5.1.1 Return and multi-output
╌╌╌╌╌╌╌╌╌╌╌╌╌╌╌╌╌╌╌╌╌╌╌╌╌╌╌╌╌
The default return value is text except for when tools are called, in
which case it is a record of the return values of the tools called.
Models can potentially return many types of information, though, so
the `multi-output' option was added to the `llm-chat' calls so that
the single return value can instead be a plist that represents the
various possible values. In the case of `llm-chat', this plist is
returned, in `llm-chat-async', it is passed to the success function.
In `llm-chat-streaming', it is passed to the success function, and
each partial update will be a plist, with no guarantee that the same
keys will always be present.
The possible plist keys are:
• `:text' , for the main textual output.
• `:reasoning', for reasoning output, when the model separates it.
• `:tool-uses', the tools that the llm identified to be called, as a
list of plists, with `:name' and `:args' values.
• `:tool-results', the results of calling the tools.
5.1.2 JSON schema
╌╌╌╌╌╌╌╌╌╌╌╌╌╌╌╌╌
By using the `response-format' argument to `llm-make-chat-prompt', you
can ask the LLM to return items according to a specified JSON schema,
based on the [JSON Schema Spec]. Not everything is supported, but the
most commonly used parts are. To specify the JSON schema, we use a
plist-based approach. JSON objects are defined with `(:type object
:properties (:<var1> <schema1> :<var2> <schema2> ... :<varn>
<scheman>) :required (<req var1> ... <req varn>))'. Arrays are
defined with `(:type array :items <schema>)'. Enums are defined with
`(:enum [<val1> <val2> <val3>])'. You can also request integers,
strings, and other types defined by the JSON Schema Spec, by just
having `(:type <type>)'. Typically, LLMs often require the top-level
schema object to be an object, and often that all properties on the
top-level object must be required.
Some examples:
┌────
│ (llm-chat my-provider (llm-make-chat-prompt
│ "How many countries are there? Return the result as JSON."
│ :response-format
│ '(:type object :properties (:num (:type "integer")) :required ["num"])))
└────
┌────
│ (llm-chat my-provider (llm-make-chat-prompt
│ "Which editor is hard to quit? Return the result as JSON."
│ :response-format
│ '(:type object :properties (:editor (:enum ["emacs" "vi" "vscode"])

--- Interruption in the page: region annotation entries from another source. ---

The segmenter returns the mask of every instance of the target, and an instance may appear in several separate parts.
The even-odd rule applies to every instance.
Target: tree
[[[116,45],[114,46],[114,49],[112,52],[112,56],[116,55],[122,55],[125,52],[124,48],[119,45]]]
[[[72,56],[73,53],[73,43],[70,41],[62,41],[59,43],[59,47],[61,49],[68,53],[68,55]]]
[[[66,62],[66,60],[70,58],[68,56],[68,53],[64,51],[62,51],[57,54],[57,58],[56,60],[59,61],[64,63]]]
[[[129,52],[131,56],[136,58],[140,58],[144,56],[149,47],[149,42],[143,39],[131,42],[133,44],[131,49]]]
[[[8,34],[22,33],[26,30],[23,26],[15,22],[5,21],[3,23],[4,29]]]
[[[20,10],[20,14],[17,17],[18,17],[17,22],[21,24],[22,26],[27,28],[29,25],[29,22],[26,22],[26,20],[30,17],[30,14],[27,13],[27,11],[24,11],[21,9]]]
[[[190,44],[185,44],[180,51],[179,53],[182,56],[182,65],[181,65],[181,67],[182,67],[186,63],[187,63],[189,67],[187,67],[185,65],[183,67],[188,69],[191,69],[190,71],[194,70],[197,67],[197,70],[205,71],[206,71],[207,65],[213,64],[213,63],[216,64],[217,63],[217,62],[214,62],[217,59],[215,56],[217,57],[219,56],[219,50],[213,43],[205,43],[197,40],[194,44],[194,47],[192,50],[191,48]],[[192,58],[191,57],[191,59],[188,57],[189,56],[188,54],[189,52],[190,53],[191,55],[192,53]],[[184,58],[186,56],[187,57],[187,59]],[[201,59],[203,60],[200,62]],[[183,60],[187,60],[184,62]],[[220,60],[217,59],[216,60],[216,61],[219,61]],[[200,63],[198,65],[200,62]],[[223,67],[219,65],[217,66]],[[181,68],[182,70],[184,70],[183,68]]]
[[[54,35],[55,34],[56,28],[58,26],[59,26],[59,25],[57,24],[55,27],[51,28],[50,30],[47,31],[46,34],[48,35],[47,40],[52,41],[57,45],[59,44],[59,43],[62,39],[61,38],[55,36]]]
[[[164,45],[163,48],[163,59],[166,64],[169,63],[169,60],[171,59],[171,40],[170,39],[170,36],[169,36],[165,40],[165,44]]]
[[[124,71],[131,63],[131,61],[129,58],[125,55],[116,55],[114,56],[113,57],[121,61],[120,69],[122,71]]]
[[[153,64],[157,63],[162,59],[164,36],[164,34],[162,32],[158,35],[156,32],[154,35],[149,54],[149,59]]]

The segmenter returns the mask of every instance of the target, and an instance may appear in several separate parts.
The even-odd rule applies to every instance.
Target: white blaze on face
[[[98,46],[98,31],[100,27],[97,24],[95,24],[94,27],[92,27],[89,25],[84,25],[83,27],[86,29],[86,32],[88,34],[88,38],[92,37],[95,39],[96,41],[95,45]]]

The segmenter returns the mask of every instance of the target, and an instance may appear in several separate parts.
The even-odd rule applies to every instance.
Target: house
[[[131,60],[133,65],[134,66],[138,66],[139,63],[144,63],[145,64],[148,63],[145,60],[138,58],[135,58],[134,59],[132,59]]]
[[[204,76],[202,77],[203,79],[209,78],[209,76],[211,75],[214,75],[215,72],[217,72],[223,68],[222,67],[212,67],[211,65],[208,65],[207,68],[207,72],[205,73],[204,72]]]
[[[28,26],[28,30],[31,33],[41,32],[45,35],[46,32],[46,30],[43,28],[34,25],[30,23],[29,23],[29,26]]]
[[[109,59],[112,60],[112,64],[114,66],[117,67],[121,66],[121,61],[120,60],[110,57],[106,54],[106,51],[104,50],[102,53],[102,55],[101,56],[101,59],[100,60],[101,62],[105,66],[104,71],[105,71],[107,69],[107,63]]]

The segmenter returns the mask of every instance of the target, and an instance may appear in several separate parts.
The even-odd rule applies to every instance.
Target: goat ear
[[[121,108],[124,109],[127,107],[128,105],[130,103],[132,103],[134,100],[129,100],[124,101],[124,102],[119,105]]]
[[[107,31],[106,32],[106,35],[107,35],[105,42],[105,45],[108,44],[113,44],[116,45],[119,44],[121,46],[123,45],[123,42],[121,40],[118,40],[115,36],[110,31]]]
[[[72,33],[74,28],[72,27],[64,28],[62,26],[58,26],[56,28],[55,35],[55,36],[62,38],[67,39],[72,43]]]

│ :authors (:type "array" :items (:type "string")))
│ :required ["editor" "authors"])))
└────
[JSON Schema Spec] <https://json-schema.org>
5.2 Logging
───────────
Interactions with the `llm' package can be logged by setting `llm-log'
to a non-nil value. This should be done only when developing. The
log can be found in the `*llm log*' buffer.
5.3 How to handle conversations
───────────────────────────────
Conversations can take place by repeatedly calling `llm-chat' and its
variants. The prompt should be constructed with
`llm-make-chat-prompt'. For a conversation, the entire prompt must be
kept as a variable, because the `llm-chat-prompt-interactions' slot
will be getting changed by the chat functions to store the
conversation. For some providers, this will store the history
directly in `llm-chat-prompt-interactions', but other LLMs have an
opaque conversation history. For that reason, the correct way to
handle a conversation is to repeatedly call `llm-chat' or variants
with the same prompt structure, kept in a variable, and after each
time, add the new user text with `llm-chat-prompt-append-response'.
The following is an example:
┌────
│ (defvar-local llm-chat-streaming-prompt nil)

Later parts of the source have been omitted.